PLANTES CULTIVÉES POUR LES FLEURS OU LES ORGANES
QUI LES ENVELOPPENT

Giroflier.Caryophyllus aromaticus, Linné.

La partie de cette Myrtacée qu’on emploie dans l’économie domestique sous le nom de clou de girofle est le calice, surmonté du bouton de la fleur.

Quoique la plante ait été souvent décrite et très bien figurée, d’après des échantillons cultivés, il y a du doute sur sa nature à l’état sauvage. J’en ai parlé dans ma Géographie botanique raisonnée en 1855, mais il ne paraît pas que la question ait fait le moindre progrès depuis cette époque, ce qui m’engage à reproduire simplement ce que j’avais dit.

« Le Giroflier doit être originaire des Moluques, ainsi que le dit Rumphius[1] car la culture en était limitée il y a deux siècles à quelques petites îles de cet archipel.
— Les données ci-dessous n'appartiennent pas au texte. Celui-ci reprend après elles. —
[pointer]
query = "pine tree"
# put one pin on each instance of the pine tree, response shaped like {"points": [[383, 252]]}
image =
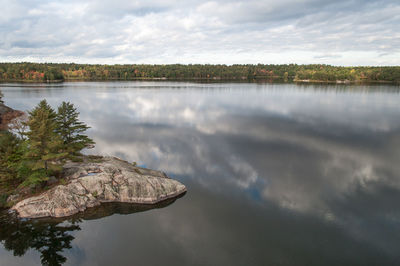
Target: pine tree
{"points": [[42, 158], [71, 129]]}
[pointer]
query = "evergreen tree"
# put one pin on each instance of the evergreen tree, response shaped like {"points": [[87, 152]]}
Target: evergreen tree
{"points": [[71, 129], [42, 158], [11, 152]]}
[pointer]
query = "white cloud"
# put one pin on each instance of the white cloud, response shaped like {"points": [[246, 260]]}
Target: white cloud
{"points": [[357, 32]]}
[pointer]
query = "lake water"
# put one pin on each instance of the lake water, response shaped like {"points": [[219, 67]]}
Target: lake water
{"points": [[277, 174]]}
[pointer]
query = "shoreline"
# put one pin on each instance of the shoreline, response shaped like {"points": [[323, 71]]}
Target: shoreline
{"points": [[214, 80]]}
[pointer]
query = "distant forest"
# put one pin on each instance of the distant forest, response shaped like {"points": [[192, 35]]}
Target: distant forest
{"points": [[49, 72]]}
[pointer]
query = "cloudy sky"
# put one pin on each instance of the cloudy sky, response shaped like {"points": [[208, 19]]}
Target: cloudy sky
{"points": [[341, 32]]}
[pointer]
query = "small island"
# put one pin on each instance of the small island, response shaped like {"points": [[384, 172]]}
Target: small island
{"points": [[44, 174]]}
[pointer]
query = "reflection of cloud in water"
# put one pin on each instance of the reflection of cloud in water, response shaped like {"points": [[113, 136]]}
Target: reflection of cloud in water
{"points": [[325, 155]]}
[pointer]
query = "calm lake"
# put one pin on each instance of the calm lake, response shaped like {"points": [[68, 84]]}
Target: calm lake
{"points": [[277, 174]]}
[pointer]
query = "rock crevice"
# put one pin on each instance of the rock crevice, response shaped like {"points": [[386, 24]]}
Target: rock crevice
{"points": [[91, 183]]}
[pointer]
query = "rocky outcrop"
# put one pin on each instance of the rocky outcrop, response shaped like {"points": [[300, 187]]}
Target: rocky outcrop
{"points": [[89, 184]]}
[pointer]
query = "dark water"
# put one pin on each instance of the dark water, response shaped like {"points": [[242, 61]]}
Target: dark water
{"points": [[276, 175]]}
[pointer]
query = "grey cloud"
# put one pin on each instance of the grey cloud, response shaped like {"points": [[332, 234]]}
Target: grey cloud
{"points": [[204, 32]]}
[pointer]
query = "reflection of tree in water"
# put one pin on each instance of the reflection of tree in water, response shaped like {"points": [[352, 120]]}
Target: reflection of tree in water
{"points": [[51, 237]]}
Je ne vois cependant aucune preuve qu’on ait trouvé le véritable Giroflier, à pédoncules et boutons aromatiques, dans un état spontané. Rumphius regarde comme la même espèce une plante qu’il décrit et figure[2] sous le nom de Caryophyllum sylvestre et qui se trouve spontanée dans toutes les Moluques. Un indigène lui avait dit que les Girofliers cultivés dégénèrent en cette forme, et Rumphius lui-même avait trouvé un de ces Girofliers sylvestres dans une ancienne plantation de Girofliers cultivés. Cependant sa planche 3 diffère de la planche 1 du Giroflier cultivé, par la forme des feuilles et des dents du calice. Je ne parle pas de la planche 2, qui paraît une monstruosité du Giroflier cultivé. Rumphius dit que le Giroflier sylvestre n’a aucune qualité aromatique (p. 13) ; or, en général, les pieds sauvages d’une espèce ont les propriétés aromatiques plus développées que celles des pieds cultivées. Sonnerat[3] publie aussi des figures du vrai Giroflier et d’un faux Giroflier, d’une petite île voisine de la terre des Papous. Il est aisé de voir que son faux Giroflier diffère complètement par les feuilles obtuses du vrai Giroflier et aussi des deux Girofliers de Rumphius. Je ne puis me décider à réunir ces diverses plantes, sauvages et cultivées, comme le font tous les auteurs[4]. Il est surtout nécessaire d’exclure la planche 120 de Sonnerat, qui est admise dans le Botanical Magazine, On trouve dans cet ouvrage, dans le Dictionnaire d’agriculture et dans les dictionnaires d’histoire naturelle l’exposé historique de la culture du Giroflier et de son transport en divers pays.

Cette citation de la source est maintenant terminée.